Train and evaluate

Trained models for entity recognition and disambiguation are provided in the project repository. The following section explains how to retrain the models.

Training with Wikipedia

Currently a random sample of Wikipedia articles is used for training. The full article content is therefore necessary and a dedicated database will be created the first time the training is launched. This additional database is used and required only for training. You will need the Wikipedia XML dump corresponding to the target languages available in a directory indicated in the yaml config files under data/wikipedia/ by the parameter dataDirectory (warning, as this additional database contains the whole textual content of all Wikipedia articles (with wiki markups), it is quite big, around 3.4 GB for the English Wikipedia).
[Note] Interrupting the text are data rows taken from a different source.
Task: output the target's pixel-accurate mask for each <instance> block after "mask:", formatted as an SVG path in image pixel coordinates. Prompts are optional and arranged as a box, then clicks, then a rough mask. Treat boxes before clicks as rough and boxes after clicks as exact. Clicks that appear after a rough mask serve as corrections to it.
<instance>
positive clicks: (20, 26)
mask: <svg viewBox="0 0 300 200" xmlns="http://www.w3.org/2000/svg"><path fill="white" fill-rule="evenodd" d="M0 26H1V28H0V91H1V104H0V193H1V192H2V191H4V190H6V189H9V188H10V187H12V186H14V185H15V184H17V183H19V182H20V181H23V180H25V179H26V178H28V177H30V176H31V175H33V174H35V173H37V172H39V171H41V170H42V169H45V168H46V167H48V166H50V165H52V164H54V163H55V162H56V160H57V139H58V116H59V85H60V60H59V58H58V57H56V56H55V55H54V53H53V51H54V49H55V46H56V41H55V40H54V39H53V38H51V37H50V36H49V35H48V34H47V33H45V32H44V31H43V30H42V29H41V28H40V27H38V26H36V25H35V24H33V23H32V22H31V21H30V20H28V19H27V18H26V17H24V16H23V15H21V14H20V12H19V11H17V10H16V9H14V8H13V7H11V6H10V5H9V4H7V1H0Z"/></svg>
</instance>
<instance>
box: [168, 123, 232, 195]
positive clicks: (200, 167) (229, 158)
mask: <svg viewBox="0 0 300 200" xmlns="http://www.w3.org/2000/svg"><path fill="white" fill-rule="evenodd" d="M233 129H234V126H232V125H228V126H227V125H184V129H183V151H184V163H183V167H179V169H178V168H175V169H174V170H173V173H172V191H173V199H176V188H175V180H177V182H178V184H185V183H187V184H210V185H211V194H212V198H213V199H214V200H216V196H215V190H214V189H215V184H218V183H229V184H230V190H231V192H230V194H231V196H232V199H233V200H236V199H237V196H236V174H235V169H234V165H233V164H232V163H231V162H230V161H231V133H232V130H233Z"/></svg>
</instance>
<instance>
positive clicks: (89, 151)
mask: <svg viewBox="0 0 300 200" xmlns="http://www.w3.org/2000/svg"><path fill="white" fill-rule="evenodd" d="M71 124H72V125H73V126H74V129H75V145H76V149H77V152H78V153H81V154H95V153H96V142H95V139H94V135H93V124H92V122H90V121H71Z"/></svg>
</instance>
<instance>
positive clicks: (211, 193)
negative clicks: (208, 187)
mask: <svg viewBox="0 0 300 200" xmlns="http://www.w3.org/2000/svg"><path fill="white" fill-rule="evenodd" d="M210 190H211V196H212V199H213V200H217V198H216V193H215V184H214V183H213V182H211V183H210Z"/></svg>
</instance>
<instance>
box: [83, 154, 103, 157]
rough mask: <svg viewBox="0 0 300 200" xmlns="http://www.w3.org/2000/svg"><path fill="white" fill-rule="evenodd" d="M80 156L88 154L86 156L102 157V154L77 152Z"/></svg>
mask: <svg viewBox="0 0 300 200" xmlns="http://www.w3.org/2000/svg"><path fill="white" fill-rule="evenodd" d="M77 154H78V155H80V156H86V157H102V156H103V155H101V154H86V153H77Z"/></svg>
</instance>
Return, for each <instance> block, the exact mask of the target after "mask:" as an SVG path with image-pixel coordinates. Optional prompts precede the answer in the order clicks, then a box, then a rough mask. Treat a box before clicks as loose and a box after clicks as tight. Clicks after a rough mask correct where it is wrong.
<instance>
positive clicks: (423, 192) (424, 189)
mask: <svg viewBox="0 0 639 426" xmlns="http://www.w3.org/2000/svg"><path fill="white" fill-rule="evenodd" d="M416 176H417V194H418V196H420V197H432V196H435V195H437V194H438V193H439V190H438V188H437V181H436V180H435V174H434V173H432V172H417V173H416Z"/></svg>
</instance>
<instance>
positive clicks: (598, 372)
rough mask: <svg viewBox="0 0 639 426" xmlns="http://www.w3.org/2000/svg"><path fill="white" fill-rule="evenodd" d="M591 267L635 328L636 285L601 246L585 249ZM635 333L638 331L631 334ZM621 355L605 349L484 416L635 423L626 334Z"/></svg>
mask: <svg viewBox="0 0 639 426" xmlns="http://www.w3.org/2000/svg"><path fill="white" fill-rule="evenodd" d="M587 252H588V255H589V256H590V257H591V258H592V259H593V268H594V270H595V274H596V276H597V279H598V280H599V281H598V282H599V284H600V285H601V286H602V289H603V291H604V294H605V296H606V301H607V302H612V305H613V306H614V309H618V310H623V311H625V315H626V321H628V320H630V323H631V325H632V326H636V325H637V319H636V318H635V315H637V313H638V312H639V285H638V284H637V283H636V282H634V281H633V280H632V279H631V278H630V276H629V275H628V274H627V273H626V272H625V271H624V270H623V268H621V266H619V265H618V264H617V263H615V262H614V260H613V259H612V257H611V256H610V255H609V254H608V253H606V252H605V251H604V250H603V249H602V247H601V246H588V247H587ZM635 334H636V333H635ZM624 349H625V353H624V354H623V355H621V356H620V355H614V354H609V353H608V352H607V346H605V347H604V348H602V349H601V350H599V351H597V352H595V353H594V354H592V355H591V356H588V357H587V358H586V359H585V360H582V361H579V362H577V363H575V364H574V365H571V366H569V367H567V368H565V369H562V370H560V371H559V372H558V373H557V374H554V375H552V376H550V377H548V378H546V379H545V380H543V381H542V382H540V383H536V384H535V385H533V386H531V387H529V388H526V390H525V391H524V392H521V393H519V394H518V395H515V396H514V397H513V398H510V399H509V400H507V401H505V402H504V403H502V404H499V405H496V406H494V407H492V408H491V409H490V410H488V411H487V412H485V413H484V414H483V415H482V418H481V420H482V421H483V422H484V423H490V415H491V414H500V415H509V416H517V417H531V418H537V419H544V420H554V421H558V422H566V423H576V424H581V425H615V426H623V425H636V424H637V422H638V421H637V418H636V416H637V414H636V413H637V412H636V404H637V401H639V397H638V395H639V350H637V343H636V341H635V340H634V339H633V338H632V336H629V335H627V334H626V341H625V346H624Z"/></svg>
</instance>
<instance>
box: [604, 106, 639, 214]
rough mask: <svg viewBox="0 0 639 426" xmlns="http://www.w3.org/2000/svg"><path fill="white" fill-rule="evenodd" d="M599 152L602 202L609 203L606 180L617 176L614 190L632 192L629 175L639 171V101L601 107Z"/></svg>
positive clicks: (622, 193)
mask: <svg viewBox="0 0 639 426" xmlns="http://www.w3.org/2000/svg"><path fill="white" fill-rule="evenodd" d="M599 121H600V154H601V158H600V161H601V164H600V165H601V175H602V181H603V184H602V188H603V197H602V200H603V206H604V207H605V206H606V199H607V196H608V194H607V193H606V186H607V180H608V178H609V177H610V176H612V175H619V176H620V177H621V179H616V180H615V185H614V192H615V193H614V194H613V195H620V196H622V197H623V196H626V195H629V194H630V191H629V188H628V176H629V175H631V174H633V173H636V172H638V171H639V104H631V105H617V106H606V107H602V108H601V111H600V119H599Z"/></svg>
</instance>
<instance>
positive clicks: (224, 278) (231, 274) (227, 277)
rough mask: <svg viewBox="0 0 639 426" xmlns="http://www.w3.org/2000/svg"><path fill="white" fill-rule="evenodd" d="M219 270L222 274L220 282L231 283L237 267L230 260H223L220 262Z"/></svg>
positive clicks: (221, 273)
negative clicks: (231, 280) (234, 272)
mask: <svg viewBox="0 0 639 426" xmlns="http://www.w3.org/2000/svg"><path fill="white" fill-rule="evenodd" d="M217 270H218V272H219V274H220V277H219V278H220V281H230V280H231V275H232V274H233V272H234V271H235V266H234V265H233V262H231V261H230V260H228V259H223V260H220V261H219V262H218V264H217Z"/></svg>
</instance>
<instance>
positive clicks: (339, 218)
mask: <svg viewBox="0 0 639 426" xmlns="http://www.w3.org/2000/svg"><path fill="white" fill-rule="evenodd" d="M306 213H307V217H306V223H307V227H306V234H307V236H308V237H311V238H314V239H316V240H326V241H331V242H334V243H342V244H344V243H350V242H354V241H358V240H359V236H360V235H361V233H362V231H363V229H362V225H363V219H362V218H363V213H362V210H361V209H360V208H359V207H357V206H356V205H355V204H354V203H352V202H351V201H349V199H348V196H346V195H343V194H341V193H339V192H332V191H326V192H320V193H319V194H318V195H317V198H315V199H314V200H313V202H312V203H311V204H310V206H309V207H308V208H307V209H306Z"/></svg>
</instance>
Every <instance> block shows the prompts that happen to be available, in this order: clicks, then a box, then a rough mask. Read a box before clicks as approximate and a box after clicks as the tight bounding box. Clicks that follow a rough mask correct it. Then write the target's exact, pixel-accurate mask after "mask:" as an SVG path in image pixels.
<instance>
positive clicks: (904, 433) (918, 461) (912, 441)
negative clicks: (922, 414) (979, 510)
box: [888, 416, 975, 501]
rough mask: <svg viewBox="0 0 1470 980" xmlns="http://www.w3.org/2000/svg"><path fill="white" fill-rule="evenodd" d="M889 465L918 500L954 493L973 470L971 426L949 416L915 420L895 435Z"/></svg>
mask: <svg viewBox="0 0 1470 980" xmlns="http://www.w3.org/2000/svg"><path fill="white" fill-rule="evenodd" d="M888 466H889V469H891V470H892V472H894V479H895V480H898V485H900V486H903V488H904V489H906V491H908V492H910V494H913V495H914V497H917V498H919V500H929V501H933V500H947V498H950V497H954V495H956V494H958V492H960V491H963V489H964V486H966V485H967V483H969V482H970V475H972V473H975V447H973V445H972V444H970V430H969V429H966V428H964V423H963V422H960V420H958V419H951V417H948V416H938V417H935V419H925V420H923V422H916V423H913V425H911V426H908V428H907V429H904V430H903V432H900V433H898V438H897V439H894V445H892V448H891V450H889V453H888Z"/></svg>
The following command will build the two models used in entity-fishing, the ranker and the selector model (both being a Random Forest) and preliminary build the full article content database the first time for the English Wikipedia:

`bash > mvn compile exec:exec -Ptrain_annotate_en `

For other languages, replace the ending language code (en) by the desired one (fr or de only supported for the moment), e.g.:

`bash > mvn compile exec:exec -Ptrain_annotate_de > mvn compile exec:exec -Ptrain_annotate_fr `

Models will be saved under data/models. ARFF training data files used to build the model are saved under data/wikipedia/training/.

Evaluation with Wikipedia

Evaluation is produced at the end of training base on a random sample of Wikipedia articles, providing macro- and micro-average precision, recall and f1-score.

Note that the ratio of disambiguated mentions in a Wikipedia article is low. As a consequence, the precision of our models will be very low because they are built for disambiguating a maximum of entities. Recall is a more meaningful measure when evaluating with Wikipedia.